Lance is an open-source columnar data format optimized for machine-learning and AI workloads. Built by LanceDB, Lance is positioned as a successor to Parquet for ML use cases — cheap random access, native vector embeddings, automatic versioning, and zero-copy reads into PyTorch / NumPy / Arrow without a deserialization step. LanceDB, the embedded vector database, is built directly on the Lance format.

Key Features:

Random-Access Columnar. Unlike Parquet, which is optimized for full-column scans, Lance is built for fast point lookups by row ID — the dominant pattern in ML training (random shuffled batches) and vector retrieval.
Native Vector Type. First-class fixed-size list (vector) columns with built-in ANN indexing — IVF, IVF-PQ, HNSW — stored alongside the data.
Zero-Copy to Arrow. Tables map directly into Arrow buffers; no row-group parsing, no allocation per batch. Drop-in to PyTorch DataLoader and JAX.
Versioning & Time Travel. Every table mutation produces a new version; rollback and reproducible-training queries are first-class.
Schema Evolution. Add or remove columns without rewriting data files.
Cloud Storage Native.
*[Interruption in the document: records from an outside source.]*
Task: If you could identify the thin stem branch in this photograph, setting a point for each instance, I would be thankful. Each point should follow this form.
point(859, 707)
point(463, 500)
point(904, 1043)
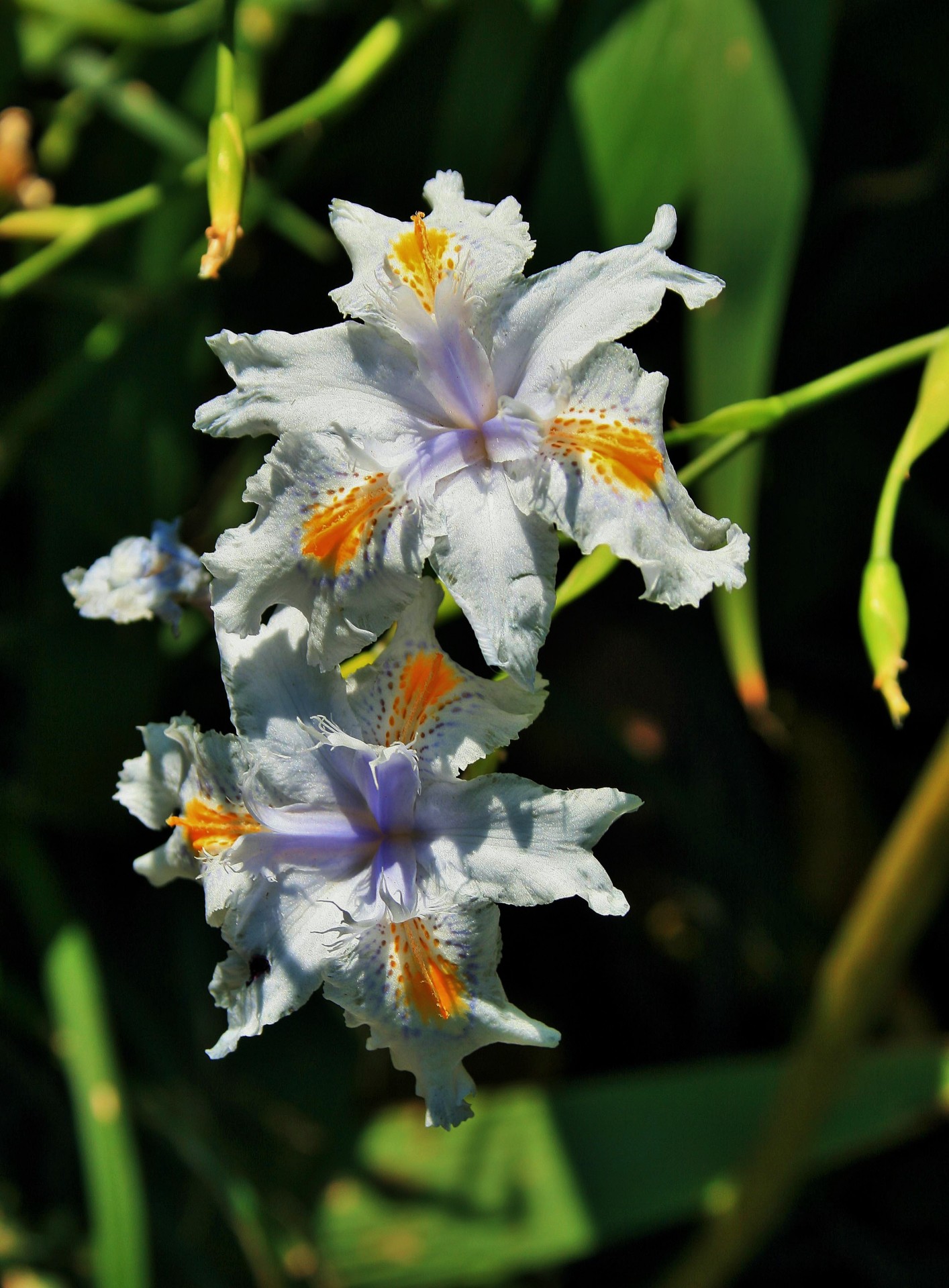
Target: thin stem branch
point(758, 415)
point(364, 64)
point(905, 883)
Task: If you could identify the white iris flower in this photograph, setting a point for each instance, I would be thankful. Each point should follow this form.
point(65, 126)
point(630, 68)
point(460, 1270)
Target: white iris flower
point(140, 579)
point(466, 415)
point(334, 840)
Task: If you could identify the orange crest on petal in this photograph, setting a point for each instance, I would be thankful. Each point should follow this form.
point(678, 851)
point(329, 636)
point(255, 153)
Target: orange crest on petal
point(336, 532)
point(427, 983)
point(615, 451)
point(422, 257)
point(211, 830)
point(425, 680)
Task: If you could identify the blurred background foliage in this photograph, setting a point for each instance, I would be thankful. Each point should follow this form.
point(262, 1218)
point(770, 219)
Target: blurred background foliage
point(806, 145)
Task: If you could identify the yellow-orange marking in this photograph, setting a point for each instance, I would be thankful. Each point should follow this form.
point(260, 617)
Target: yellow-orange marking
point(211, 830)
point(334, 533)
point(426, 981)
point(421, 258)
point(427, 676)
point(618, 452)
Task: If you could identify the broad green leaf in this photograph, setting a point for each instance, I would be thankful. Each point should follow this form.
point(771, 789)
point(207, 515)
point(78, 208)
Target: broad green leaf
point(536, 1179)
point(684, 101)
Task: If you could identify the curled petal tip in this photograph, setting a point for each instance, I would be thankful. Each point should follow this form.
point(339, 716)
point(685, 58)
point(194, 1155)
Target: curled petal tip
point(893, 694)
point(222, 241)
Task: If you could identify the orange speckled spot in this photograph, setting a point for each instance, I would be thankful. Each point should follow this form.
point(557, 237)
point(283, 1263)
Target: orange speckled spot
point(421, 258)
point(334, 533)
point(211, 830)
point(427, 676)
point(618, 452)
point(430, 982)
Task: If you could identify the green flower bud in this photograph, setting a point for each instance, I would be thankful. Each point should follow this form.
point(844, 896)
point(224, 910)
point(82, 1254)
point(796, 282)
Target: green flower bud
point(226, 169)
point(885, 625)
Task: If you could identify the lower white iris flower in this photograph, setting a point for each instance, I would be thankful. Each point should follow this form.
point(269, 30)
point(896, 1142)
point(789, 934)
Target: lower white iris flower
point(140, 579)
point(467, 414)
point(333, 840)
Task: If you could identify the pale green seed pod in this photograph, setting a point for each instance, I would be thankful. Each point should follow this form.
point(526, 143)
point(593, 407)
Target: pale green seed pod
point(885, 625)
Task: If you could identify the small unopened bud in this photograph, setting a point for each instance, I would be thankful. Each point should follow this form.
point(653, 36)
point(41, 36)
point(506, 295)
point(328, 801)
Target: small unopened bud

S3, GCS, Azure Blob; range reads optimized for object storage.

Lance vs. Parquet:

Lance — Random access by row, vectors as a data type, ML-pipeline-shaped. Newer, less ecosystem support than Parquet today.
Parquet — Column-scan and predicate-pushdown for analytics, the lingua franca of the lakehouse. Sequential reads beat random reads dominantly.
The two coexist: Parquet for analytical / BI tables, Lance for ML feature stores and embedding indexes.

Use Cases:

Embedding feature stores feeding RAG retrieval and recommendation systems.
ML training datasets where shuffle reads dominate — Parquet’s row-group model is a poor fit.
Reproducible model training — pin a dataset version for the duration of a training run.
Vector search via LanceDB — lightweight, embedded, no separate vector-DB server.